Workers don’t see the risk and therefore don’t care
Many workers feel pressured to do more with less. They’ve got a pile of tasks—many which feel tedious and not particularly important—and suddenly this AI Cowork thing shows up that can knock them out faster. Why would they be worried about risk? This isn’t some weird AI in the cloud, Claude Cowork lives on their computer, works with their files, and operates in their browser. It feels personal, safe, and contained. This is local. It’s theirs!
Whenever IT releases a policy memo saying workers shouldn’t use unapproved AI tools, it feels abstract and overly cautious. Workers just don’t see the actual risk (an automated AI agent with a worker’s permissions operating semi-autonomously across enterprise systems).

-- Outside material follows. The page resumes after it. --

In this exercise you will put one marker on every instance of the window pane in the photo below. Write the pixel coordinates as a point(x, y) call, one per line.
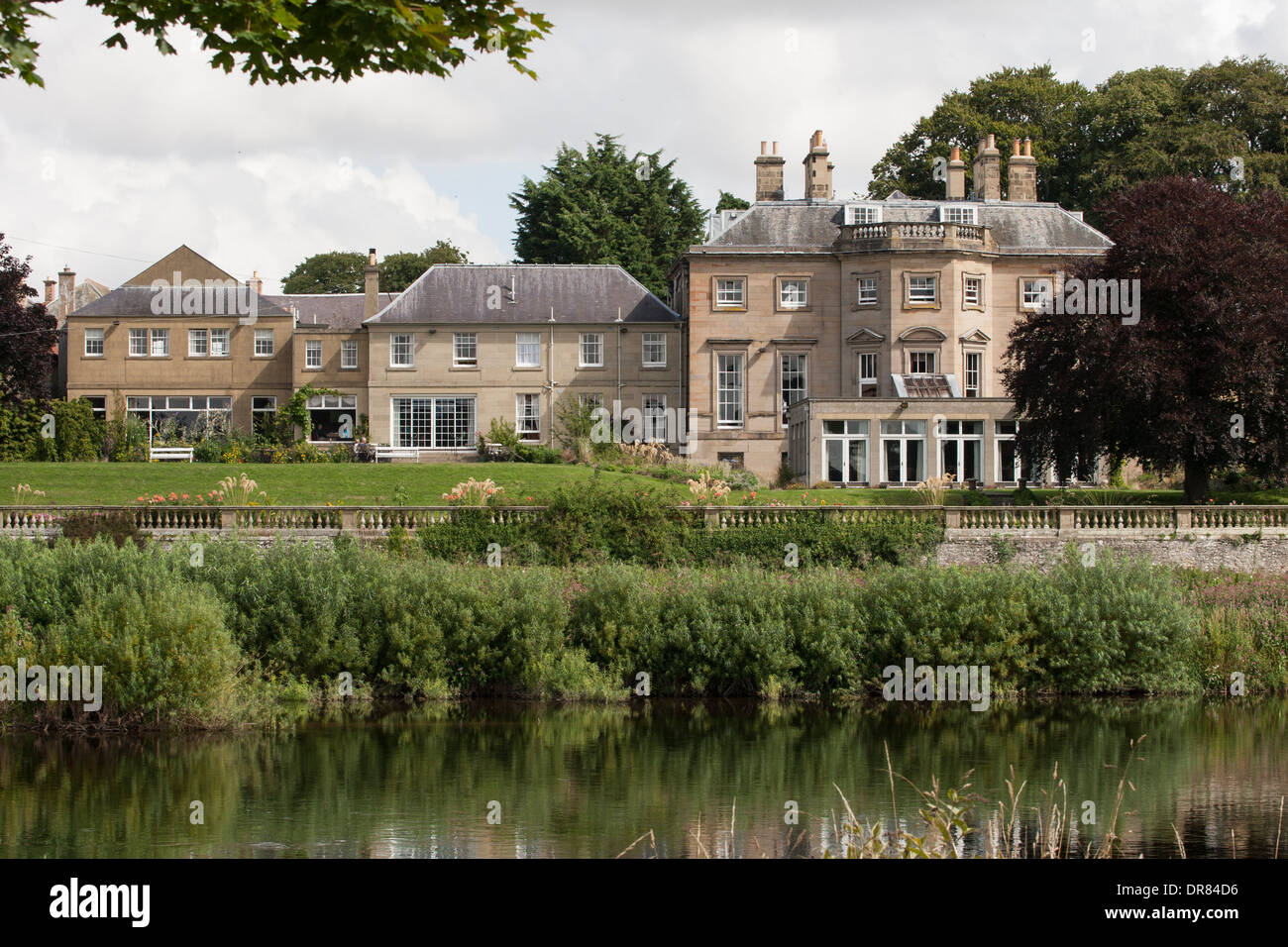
point(729, 390)
point(527, 350)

Even the warnings from Anthropic in the Cowork product itself (there are lots!) don’t really land with workers. After all, AI apps have been warning users for years that AI can make mistakes, and so far, it’s been fine. These warnings are now so pervasive that they’re not even noticed anymore, so why should a worker think Claude Cowork is any different or riskier?
Can’t IT just monitor things better?
Security tools that “watch everything the worker does” exist. When AI is that worker, everyone welcomes that level of monitoring. Go ahead and record the screen, log every action, and review every output. That feels appropriate for AI workers.
But when humans are the worker, those same monitoring tools cause revolts. (Remember the backlash from Microsoft Recall before it even went live?) Workers don’t want their employer watching every keystroke and mouse click.
So what happens with something like Claude Cowork, where a human worker and AI worker operate in the same workspace? How do you know what’s human activity or AI activity? When do you enable the invasive monitoring and when do you back off? How do you tell the difference between a human making a mistake and an AI making a mistake on a human’s behalf?
IT departments aren’t set up for this. They’ve been getting away with thinking “AI worker security is somewhere way down the road.” Claude Cowork shows that these are conversations we need to start having today.
This has to be solved at the workspace, not the AI model
If the risk was “LLM data leakage into training sets,” the solution would be better model training policies and data handling. That would be easy, as we could tell Anthropic, OpenAI, Microsoft, and/or Google to “be better” and we’re done.
But since the actual risk is “AI agents executing actions in the work context”, that’s a workspace governance problem. That solution involves visibility into what agents are doing, what systems they’re touching, and what actions they’re taking on behalf of workers.
This is why I’ve been writing about the workspace as the control plane. When AI operates everywhere (inside apps, inside browsers, inside the OS, inside standalone tools, just generally on the inside), the governance boundary has to be the workspace itself.
This isn’t about blocking AI tools or forcing workers onto inferior “approved” alternatives. It’s about securing the space where AI and humans work together, regardless of which AI they’re using or how they’re using it. This is absolutely a solvable problem, but with a different solution than how we’ve solved IT security in the past.